ことばは生き物、変化していくのが当たり前。
確かにそうかもしれません。
然して!
生まれることばあれば死んでいくことばあり。
使うのは恥ずかしいけど愛着を捨てきれない。
そんな憎めない死語を墓場から掘り返す企画、名付けて「死語硬直を解き放て」
レトロブームの昨今、ワンチャン復活あり!?
バブル経済、週休2日制、半ドン、ディスコ、ジュリアナ東京、ボディコン、ワンレン、合コン
花金(華金とも)【名詞】
誕生から死に至るまで
30余年勤めた会社を辞めプータローに転身して10ヶ月、依然サラリーマンのような規則正しい生活を続けています。
しがない派遣社員の妻に合わせて平日朝は6時起床。
死ぬまでにやりたいこと、いわゆるバケットリストの上位4つを嗜んでいるうちにあっという間に1日が終わります。
一方、痛勤電車に揺られる妻は週末には疲労困憊。
週に2日は在宅テレワークといえども焼け石に水。
溜まりに溜まったストレスを花金夜の外食で発散。
自宅近くの飲食店でビールにワインに日本酒に、とささやかな幸せを享受するポンコツ夫婦。
「花の金曜日」の略語で、翌日を気にせず夜遅くまで遊んだり羽を伸ばしたりできる無敵マリオみたいな状態や気分のことですヨ。
確かに雇用形態が多様化した令和の世、月~金に働いて土日が休みなんて普通でも何でもない。
確かに半ドンが一般的だった昭和の世、金曜の夜なんて土曜の昼までに仕事を終えるため必死。
週休2日制の定着からバブル景気の終焉までのごく短期間だけ流行ったことばに違いあるまい。
その短い生涯をChatGPTチャコちゃん(大阪育ち、3歳)とともに振り返ります。

死語「花金」が生まれて流行り、死んでいった経緯を教えて

昭和後期から平成初期にかけて日本中を席巻したことばやけど、働き方や社会の変化によって徐々に使われなくなった典型的な死語やね
誕生
生まれは1980年代前半。
昔から「花の○○」という表現は「華やか」「待ち遠しい」という意味で使われており、それが金曜日と結び付いた。
意外なことに、この頃はまだ半ドンが青春を謳歌していた時代。
金曜の夜は「明日の午前も仕事かぁ・・・」という残念感より「明日の昼で解放される💖」という期待感が上回ったということか。

青春
1980年代後半~90年代前半にかけて、バブル景気と完全にタイミングが重なり絶頂期を迎える。
BMW3シリーズが「六本木のカローラ」なんて呼ばれた狂乱の時代、金曜夜は街が最も華やかに。
- 合コン
- ディスコ
- カラオケ
- 高級バー・レストラン
などで盛り上がってはタクシーで朝帰り。
テレビ番組やCMでも盛んに使われることばとなり、花金は全国区の人気を獲得。
そして半ドンの老衰によりますます勢いを増す。

晩年
しかし皮肉なことに、90年代後半に週休2日制が当たり前となると金曜日の特別感が薄れていく。
さらに働き方の多様化により
- 土日勤務のサービス業
- 曜日無関係のシフト勤務
- 支配からの卒業な裁量労働
- お気楽フレックスタイム
- リモート/テレワーク
などが一般化し、「みんな金曜が楽しみ」なんてのは一部界隈の世迷い言として急速に衰退。

死去
2000年代後半~10年代にかけて社会の価値観が決定的に変化。
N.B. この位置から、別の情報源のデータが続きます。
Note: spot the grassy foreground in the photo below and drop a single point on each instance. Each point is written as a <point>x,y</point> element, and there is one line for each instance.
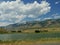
<point>35,39</point>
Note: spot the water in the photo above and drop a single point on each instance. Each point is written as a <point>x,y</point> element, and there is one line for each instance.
<point>25,36</point>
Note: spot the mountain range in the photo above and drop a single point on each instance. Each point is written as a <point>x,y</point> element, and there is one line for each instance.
<point>49,23</point>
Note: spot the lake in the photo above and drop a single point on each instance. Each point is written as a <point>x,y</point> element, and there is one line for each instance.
<point>28,36</point>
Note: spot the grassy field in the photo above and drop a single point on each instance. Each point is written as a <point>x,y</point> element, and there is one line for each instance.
<point>42,38</point>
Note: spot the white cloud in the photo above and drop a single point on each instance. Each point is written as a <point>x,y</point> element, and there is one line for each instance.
<point>16,11</point>
<point>57,2</point>
<point>55,16</point>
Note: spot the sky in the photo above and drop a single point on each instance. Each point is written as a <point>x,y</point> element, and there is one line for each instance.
<point>19,11</point>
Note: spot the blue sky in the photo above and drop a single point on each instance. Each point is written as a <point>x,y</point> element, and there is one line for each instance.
<point>14,11</point>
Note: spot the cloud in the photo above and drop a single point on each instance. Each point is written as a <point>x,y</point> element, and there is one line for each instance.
<point>17,11</point>
<point>57,2</point>
<point>55,16</point>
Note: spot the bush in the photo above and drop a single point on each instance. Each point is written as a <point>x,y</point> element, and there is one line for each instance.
<point>37,31</point>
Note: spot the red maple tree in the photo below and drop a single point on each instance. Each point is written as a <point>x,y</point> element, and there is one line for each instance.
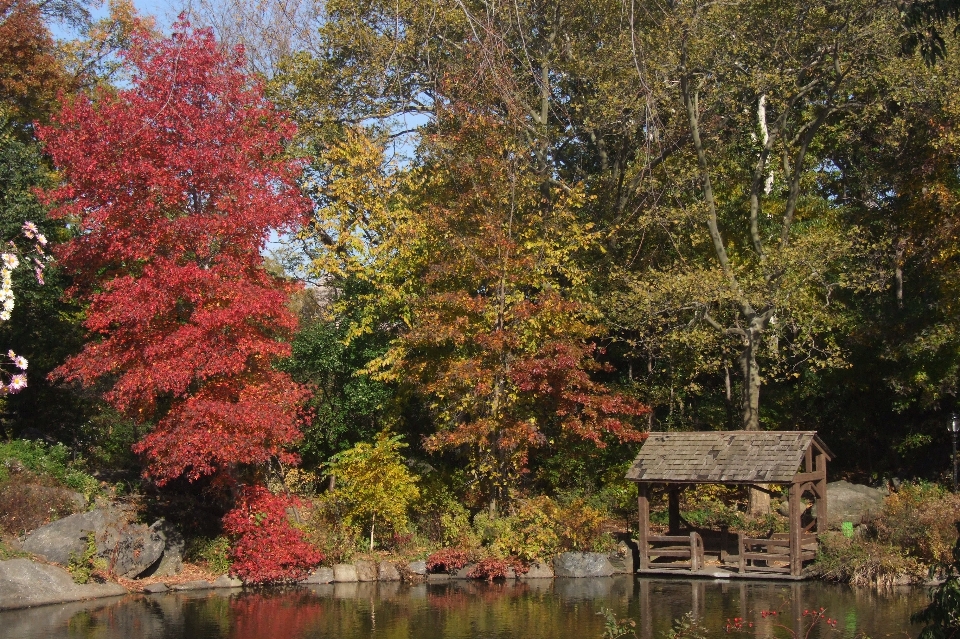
<point>173,186</point>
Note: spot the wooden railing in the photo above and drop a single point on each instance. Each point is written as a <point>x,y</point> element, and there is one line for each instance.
<point>683,547</point>
<point>760,555</point>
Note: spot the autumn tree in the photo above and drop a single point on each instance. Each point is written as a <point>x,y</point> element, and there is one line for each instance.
<point>174,184</point>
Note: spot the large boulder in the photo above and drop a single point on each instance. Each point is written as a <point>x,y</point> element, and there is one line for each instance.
<point>366,570</point>
<point>345,573</point>
<point>386,571</point>
<point>131,549</point>
<point>60,539</point>
<point>171,563</point>
<point>24,583</point>
<point>538,570</point>
<point>855,503</point>
<point>582,564</point>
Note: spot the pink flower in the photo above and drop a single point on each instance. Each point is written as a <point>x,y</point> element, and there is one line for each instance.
<point>17,383</point>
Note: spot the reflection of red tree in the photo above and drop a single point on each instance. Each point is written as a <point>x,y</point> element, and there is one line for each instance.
<point>284,615</point>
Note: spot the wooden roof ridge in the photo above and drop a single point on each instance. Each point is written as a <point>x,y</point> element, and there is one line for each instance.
<point>739,456</point>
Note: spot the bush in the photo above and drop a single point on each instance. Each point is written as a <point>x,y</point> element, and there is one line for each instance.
<point>448,560</point>
<point>211,553</point>
<point>920,519</point>
<point>50,460</point>
<point>440,516</point>
<point>862,562</point>
<point>266,547</point>
<point>374,488</point>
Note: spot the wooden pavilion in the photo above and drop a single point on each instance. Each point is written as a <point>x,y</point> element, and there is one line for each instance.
<point>678,460</point>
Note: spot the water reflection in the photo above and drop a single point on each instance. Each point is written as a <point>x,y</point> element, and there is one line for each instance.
<point>471,610</point>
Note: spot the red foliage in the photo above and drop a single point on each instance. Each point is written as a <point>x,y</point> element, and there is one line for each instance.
<point>448,560</point>
<point>173,186</point>
<point>493,568</point>
<point>266,548</point>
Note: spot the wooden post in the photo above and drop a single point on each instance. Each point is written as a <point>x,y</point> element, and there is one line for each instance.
<point>643,506</point>
<point>796,530</point>
<point>822,512</point>
<point>674,509</point>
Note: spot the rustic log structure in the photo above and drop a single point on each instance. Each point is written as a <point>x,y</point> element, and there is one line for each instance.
<point>677,460</point>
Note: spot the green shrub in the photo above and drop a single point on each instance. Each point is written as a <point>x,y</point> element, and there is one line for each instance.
<point>211,553</point>
<point>920,519</point>
<point>862,562</point>
<point>51,460</point>
<point>86,564</point>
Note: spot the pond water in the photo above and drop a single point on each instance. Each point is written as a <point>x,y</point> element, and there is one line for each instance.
<point>558,608</point>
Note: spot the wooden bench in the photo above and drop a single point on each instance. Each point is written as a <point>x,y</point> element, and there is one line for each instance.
<point>775,548</point>
<point>688,548</point>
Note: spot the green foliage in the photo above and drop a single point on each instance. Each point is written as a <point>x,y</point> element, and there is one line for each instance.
<point>540,527</point>
<point>942,615</point>
<point>374,488</point>
<point>213,553</point>
<point>50,460</point>
<point>348,406</point>
<point>919,518</point>
<point>863,562</point>
<point>86,564</point>
<point>442,518</point>
<point>614,628</point>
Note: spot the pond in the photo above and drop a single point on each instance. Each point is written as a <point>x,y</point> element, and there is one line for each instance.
<point>472,610</point>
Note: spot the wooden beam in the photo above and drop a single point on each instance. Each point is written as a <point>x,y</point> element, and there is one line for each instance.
<point>674,509</point>
<point>643,506</point>
<point>795,530</point>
バブル世代のような
- 接待漬け
- 毎週飲み会
- 深夜まで遊ぶ
なんて文化は衰退し、金曜の夜だから遊ぶという習慣そのものが減少。さらに
- SNS
- ネット配信
- オンラインゲーム
などの自宅でも楽しめる娯楽が激増。
花金は「バブルの仇花」として短い生涯を終える。
享年30ほど、と本企画の短命記録更新。

【PR】
バブル 日本迷走の原点 永野健二 著(Amazonで購入)
死語の世界からの復活
金曜日に特別感がないダイバーシティ社会に鑑みて、十中八九花金の復活はなさそう。
だがしかし、頑張る人たちの「明日はお休み💖」「あと少しで解放💘」といったルンルン気分に変わりはないはず。

そんなお気持ちを上手く表現できることばを考えて

「休み(off)の前日(eve)」を表わす「オフイブ」はどうや?
語呂がパッとしませんが、代替案が浮かびません。
休みの前々日はオフイブ2、働いて5まいりますはオフイブ5、♬月月火水木金金♬はオフイブ∞、なんて感じで汎用性は高そう。
なお、無職プータロー(自称著述家)の私はオフ∞。
「花金やオフイブの高揚感を味わえなくて寂しい」なんてのは贅沢過ぎる世迷い言でしょうか。